RisingWave reads database change streams differently depending on the source database:
  • PostgreSQL: RisingWave connects directly to PostgreSQL’s logical replication slot and reads the write-ahead log (WAL) using the native replication protocol. No Debezium or Kafka is involved.
  • MySQL and SQL Server: RisingWave embeds the Debezium Embedded Engine in-process. The engine reads binlog (MySQL) or CDC (SQL Server) directly, without requiring a Kafka cluster or Kafka Connect worker.
  • MongoDB: RisingWave reads MongoDB change streams via the native MongoDB change stream API.
In all cases, changes flow directly from the source database into RisingWave’s streaming engine with transactional consistency and automatic checkpoint recovery.

CDC sources and tables

CDC connectors in RisingWave require a Table, not just a Source. Because a CDC stream contains inserts, updates, and deletes, RisingWave must materialize the current state of the data to correctly apply each operation. A Table provides this state store, along with a primary key and offset tracking for fault-tolerant recovery.
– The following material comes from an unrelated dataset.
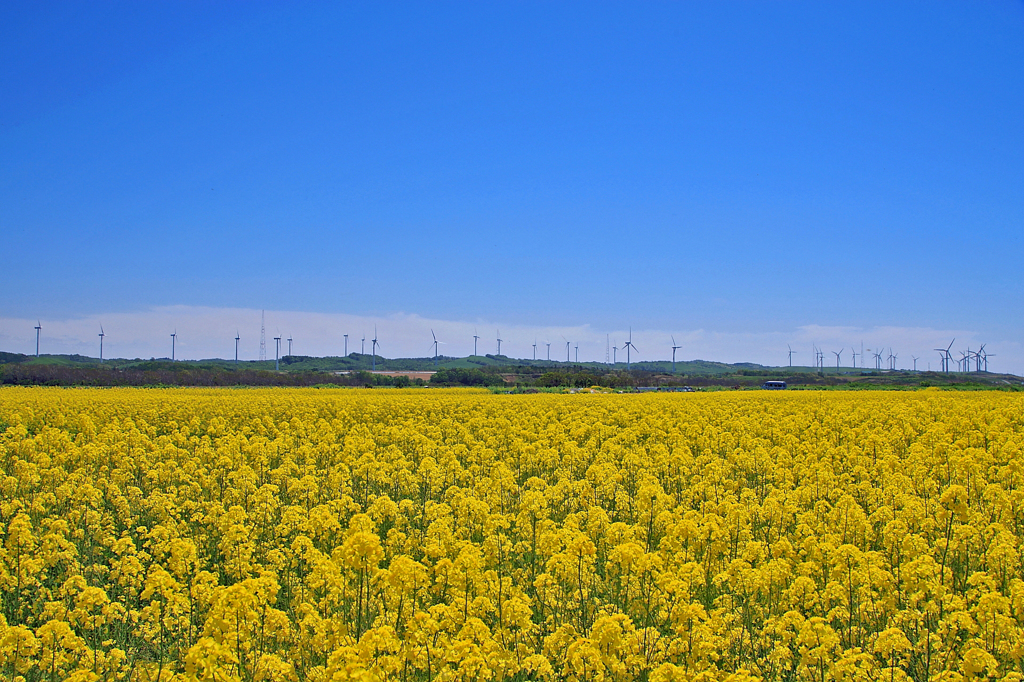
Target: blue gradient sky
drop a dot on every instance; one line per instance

You can create CDC tables in two ways: Direct table with embedded connector:
CREATE TABLE users (
  id INT PRIMARY KEY,
  name VARCHAR,
  email VARCHAR
) WITH (
  connector = 'postgres-cdc',
  hostname = '127.0.0.1',
  port = '5432',
  username = 'admin',
  password = 'secret',
  database.name = 'mydb',
  schema.name = 'public',
  table.name = 'users'
);
Shared source with multiple derived tables (recommended for multi-table replication):
CREATE SOURCE pg_src WITH (
  connector = 'postgres-cdc',
  hostname = '127.0.0.1',
  port = '5432',
  username = 'admin',
  password = 'secret',
  database.name = 'mydb',
  slot.name = 'rw_slot'
);

CREATE TABLE users (...) FROM pg_src TABLE 'public.users';
CREATE TABLE orders (...) FROM pg_src TABLE 'public.orders';

Shared sources and transactional consistency

When replicating multiple tables from the same database, use a shared source. A shared source establishes a single replication connection and fans out change events to all derived tables, ensuring that cross-table transactions are applied atomically. If each table created its own separate replication connection, a transaction updating both users and orders could arrive at the two tables at different times — breaking transactional consistency. With a shared source, all tables consume the same ordered change stream, so multi-table transactions are always applied together. Shared sources are supported for PostgreSQL CDC, MySQL CDC, and SQL Server CDC.

Connector reference

Kafka-based CDC ingestion

You can also ingest CDC events through an event streaming system such as Apache Kafka. In this approach, a separate CDC tool (such as standalone Debezium with Kafka Connect) captures changes from the source database and publishes them as Kafka topics. RisingWave then consumes those topics as a Kafka source, with the message format set to match the CDC tool’s output (for example, FORMAT DEBEZIUM ENCODE JSON). This architecture is useful when Kafka is already your central event bus and other downstream systems also need to consume the same change stream. For architectures where RisingWave is the primary consumer, the native CDC connectors are simpler to operate.